Looks like you are getting really high false-positive detection (misclassifications). You might want to try a higher precision classifier (e.g., increase the confidence parameter for classify-sklearn)… though don’t be surprised if you start getting more false negatives/underclassifications. But since this averages across all samples it is likely that some of the methods you are comparing are performing much better than others — I would take a look at that before changing methodology.

That looks correct — if it worked, you should be fine.

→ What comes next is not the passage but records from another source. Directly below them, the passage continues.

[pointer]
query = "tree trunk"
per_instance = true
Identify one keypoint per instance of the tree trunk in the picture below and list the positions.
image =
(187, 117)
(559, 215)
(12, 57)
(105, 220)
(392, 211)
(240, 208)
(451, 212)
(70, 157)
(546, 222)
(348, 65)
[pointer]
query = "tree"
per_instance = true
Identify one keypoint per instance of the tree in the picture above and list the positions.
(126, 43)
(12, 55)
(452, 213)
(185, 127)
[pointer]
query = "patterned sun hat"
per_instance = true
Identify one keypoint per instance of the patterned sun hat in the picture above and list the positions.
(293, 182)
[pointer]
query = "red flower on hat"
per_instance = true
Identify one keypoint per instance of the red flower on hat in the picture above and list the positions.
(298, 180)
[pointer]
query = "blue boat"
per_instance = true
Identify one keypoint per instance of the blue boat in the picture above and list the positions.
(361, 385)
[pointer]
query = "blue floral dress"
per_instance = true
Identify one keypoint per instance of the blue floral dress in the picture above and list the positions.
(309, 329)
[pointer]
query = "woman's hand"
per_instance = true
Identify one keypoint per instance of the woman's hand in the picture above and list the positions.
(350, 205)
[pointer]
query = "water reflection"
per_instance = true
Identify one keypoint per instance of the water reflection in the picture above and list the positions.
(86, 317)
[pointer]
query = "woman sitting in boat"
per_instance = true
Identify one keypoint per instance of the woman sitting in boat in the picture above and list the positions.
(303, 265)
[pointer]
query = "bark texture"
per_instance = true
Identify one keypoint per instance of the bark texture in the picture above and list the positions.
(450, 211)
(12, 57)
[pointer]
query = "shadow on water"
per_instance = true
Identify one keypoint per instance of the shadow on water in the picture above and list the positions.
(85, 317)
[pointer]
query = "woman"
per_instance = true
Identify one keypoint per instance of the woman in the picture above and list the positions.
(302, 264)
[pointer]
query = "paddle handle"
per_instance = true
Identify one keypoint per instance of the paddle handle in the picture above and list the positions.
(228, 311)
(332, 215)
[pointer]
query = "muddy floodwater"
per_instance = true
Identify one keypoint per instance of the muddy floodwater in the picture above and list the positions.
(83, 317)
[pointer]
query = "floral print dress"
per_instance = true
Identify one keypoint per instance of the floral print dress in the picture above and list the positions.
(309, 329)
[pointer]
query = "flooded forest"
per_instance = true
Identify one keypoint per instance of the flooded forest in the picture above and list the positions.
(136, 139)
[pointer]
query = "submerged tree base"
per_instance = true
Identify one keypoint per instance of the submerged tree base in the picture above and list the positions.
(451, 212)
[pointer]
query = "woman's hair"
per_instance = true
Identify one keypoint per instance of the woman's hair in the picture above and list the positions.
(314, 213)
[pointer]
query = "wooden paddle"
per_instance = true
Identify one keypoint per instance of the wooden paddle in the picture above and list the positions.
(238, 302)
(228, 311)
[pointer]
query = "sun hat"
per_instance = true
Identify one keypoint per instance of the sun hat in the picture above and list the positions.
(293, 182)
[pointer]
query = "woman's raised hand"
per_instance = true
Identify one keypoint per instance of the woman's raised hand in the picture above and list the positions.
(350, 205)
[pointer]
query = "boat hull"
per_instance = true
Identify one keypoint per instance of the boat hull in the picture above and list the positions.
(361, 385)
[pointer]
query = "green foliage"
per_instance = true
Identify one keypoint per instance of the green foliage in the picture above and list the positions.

Actually i just found out----not all my processed samples are from mock samples. After i removed these none-mock samples, my results look very good. qc-mock-Q2-SE-L6-comparison.qzv (316.4 KB)
qc-mock-Q2-PE-L6-comparison.qzv (315.8 KB)
thanks you, Nicholas,

1 Like

Awesome! Looks great!

This topic was automatically closed 31 days after the last reply. New replies are no longer allowed.

Hi @hotblast,
Note that a bug was found in quality-control evaluate-composition that caused TAR and TDR scores to be reversed. See this announcement for more details if you are affected.